Labeled and non-labeled lipids

C16:0(d2) (48966-2) and C18:0(d3) (49039-3) were purchased from Taiyo Nippon Sanso (Tokyo, Japan). C18:0(d5) (D-5400) was purchased from C/D/N Isotopes (Tokyo, Japan). C20:0(d4) (DLM-10519-PK) was purchased from Cambridge Isotope Laboratories (MA, USA). C16:0(d31) (16497), C18:1(d17) (9000432), C18:2(d4) (390150), C18:2(d11) (9002193), C18:3(d14) (9000433), C20:4(d8) (390010), C20:4(d11) (10006758), C20:5(d5) (10005056), C22:6(d5) (10005057), C16:0(d0) (10006627), C18:1(d0) (90260), and C20:4(d0) (90010) were purchased from Cayman Chemical (MI, USA). PC16:0(d62) (860355), PC18:1(d0) (850375), and LPC16:0(d31) (860397) were purchased from Avanti Polar Lipids (AL, USA). For C16:0(Br) and C18:0(Br), chemically synthesized compounds in a previous study were used15.

Cell culture

HeLa cells were cultured in Dulbecco’s modified Eagle’s medium (08459; Nacalai Tesque, Kyoto, Japan) supplemented with 10% fetal bovine serum (12676-029; Thermo Fisher Scientific, Waltham, MA, USA) in a 5% CO2 incubator. To conduct imaging experiments using labeled free fatty acids, HeLa cells were seeded on 35 mm quartz bottom dishes (SF-S-D12; Techno Alpha, Tokyo, Japan). After 24 h of incubation, the media were replaced with the desired combination and concentration of labeled and/or non-labeled free fatty acid solutions and further incubated for 24 h. Cells were washed with phosphate-buffered saline (PBS), fixed with 4% paraformaldehyde (160-16061; Wako, Osaka, Japan) for 20 min at room temperature, and then again washed five times with PBS. To conduct the SCD1 inhibition experiment, HeLa cells were treated with an SCD1 inhibitor (ab142089; Abcam, Cambridge, United Kingdom) with the indicated concentration of free fatty acid(s) for 24 h. For disruption assay, the supernatant of fixed cells was replaced with PBS containing 50 μg/ml of digitonin (D141; Sigma Aldrich, St. Louis, MO, USA). The Raman image was acquired beforehand as the pre-treatment condition, and then another Raman image was immediately acquired after the replacement of the supernatant with digitonin for the same cells.

Raman imaging

To obtain Raman hyperspectral images of cells, samples were set onto a confocal Raman microscope (inVia Reflex; Renishaw, Wotton-under-Edge, United Kingdom) and excited using a 532 nm diode laser through a 63 × water immersion objective (506148, NA = 0.90; Leica, Wetzlar, Germany), followed by separation of scattered light using either 600 or 1800 line/mm grating. Exposure time and stage movement intervals were set to 0.1 s/pixel and 0.3 μm/pixel, respectively, using WiRE 5.1 software (Renishaw).

Raman spectroscopy

To obtain the Raman spectra of compounds, free fatty acids, LPC, and PCs were dissolved in ethanol, a mixed solution of water/ethanol (1:1 v/v), and chloroform, respectively. Aliquots (0.5 μL) of each solution, or a mixture of them, were dropped onto CaF2 glass substrates (OPCFU-25C02-P; Sigma Koki, Tokyo, Japan). Following the evaporation of the solvent, Raman spectra were obtained using WiRE 5.1 software and confocal Raman spectroscopy at room temperature. Samples were excited using a 532 nm diode laser through a 50 × air objective (566072, NA = 0.75; Leica) followed by separation of scattered light using either 600 or 1800 line/mm grating.

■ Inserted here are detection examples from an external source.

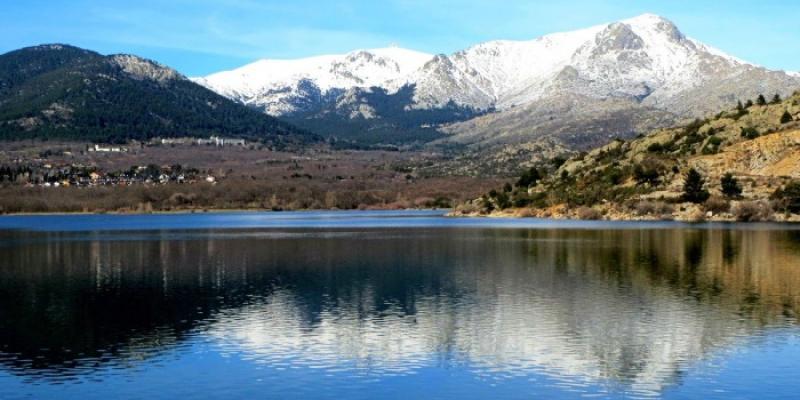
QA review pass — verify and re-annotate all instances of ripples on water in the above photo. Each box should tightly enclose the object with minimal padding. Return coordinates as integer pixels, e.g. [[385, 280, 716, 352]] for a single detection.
[[0, 211, 800, 399]]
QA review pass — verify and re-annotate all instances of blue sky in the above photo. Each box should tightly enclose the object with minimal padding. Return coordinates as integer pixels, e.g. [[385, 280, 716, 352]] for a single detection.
[[0, 0, 800, 76]]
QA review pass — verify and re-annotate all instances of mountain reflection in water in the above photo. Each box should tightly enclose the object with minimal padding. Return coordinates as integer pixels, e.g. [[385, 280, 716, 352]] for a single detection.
[[0, 229, 800, 396]]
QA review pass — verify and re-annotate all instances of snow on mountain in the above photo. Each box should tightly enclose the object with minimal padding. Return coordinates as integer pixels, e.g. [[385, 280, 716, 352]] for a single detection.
[[193, 47, 433, 115], [195, 14, 800, 148], [409, 14, 749, 109]]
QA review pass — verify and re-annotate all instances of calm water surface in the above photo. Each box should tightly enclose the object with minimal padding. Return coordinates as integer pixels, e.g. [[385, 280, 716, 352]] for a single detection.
[[0, 212, 800, 400]]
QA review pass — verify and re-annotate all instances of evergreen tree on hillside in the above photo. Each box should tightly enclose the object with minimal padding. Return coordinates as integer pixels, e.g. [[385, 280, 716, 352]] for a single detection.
[[683, 168, 711, 203], [517, 167, 542, 189], [720, 172, 742, 198]]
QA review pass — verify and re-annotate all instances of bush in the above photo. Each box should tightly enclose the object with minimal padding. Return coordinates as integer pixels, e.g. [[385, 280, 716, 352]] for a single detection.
[[741, 126, 761, 139], [633, 163, 661, 186], [517, 167, 542, 188], [683, 168, 711, 204], [720, 172, 742, 198], [647, 142, 664, 153], [703, 197, 731, 214], [634, 200, 673, 217], [772, 181, 800, 214], [733, 201, 773, 222]]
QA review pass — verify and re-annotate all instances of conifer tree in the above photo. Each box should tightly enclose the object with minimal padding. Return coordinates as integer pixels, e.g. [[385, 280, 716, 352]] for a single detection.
[[720, 172, 742, 198], [683, 168, 711, 203]]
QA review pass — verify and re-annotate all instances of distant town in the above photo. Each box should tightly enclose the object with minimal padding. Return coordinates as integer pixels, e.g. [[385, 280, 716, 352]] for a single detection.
[[0, 136, 247, 187]]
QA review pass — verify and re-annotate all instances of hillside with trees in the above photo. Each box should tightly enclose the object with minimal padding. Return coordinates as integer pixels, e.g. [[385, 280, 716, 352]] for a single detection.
[[455, 91, 800, 221], [0, 45, 319, 147]]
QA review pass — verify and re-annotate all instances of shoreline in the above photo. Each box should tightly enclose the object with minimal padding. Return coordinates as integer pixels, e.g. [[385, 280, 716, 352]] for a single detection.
[[447, 205, 800, 224], [0, 208, 452, 218]]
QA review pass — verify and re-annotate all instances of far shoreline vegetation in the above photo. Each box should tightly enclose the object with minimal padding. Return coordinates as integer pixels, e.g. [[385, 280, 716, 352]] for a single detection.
[[452, 91, 800, 222]]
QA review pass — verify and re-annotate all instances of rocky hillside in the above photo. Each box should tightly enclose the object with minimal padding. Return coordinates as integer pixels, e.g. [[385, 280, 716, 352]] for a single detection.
[[196, 14, 800, 152], [0, 45, 319, 146], [462, 91, 800, 220]]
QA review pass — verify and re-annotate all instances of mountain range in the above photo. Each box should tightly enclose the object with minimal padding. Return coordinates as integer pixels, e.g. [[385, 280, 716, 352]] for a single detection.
[[0, 44, 320, 147], [193, 14, 800, 155]]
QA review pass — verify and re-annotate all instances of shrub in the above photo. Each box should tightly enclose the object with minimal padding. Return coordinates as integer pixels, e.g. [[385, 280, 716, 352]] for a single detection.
[[634, 200, 673, 217], [733, 200, 773, 222], [517, 167, 542, 188], [633, 162, 661, 186], [703, 197, 731, 214], [741, 126, 761, 139], [576, 207, 603, 221], [647, 142, 664, 153], [772, 181, 800, 214], [683, 168, 710, 204], [720, 172, 742, 198]]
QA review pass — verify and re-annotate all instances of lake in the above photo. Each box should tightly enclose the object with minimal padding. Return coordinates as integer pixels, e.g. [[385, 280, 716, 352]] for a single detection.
[[0, 211, 800, 400]]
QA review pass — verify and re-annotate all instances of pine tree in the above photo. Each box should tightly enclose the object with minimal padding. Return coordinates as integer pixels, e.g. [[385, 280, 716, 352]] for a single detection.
[[720, 172, 742, 198], [683, 168, 711, 203]]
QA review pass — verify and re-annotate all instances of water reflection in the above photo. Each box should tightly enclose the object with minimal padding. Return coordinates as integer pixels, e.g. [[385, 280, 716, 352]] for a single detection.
[[0, 229, 800, 395]]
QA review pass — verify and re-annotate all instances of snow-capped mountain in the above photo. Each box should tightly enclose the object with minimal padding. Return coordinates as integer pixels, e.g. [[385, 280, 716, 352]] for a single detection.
[[195, 14, 800, 149], [194, 47, 433, 115]]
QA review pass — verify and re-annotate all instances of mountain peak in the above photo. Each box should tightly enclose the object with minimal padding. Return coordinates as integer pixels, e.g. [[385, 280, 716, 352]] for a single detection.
[[621, 14, 686, 42]]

In silico simulation of Raman spectra

Design and geometry optimization were performed using Avogadro version 1.2.031, based on molecular mechanics with a universal force field. Next, quantum chemical calculations were performed to infer Raman spectra using DFT at the B3LYP level with a 6-31pG(d) basis set in Orca version 4.2.132,33. For visualization, a linear scaling factor of 0.945 and a Gaussian width of 3 were applied.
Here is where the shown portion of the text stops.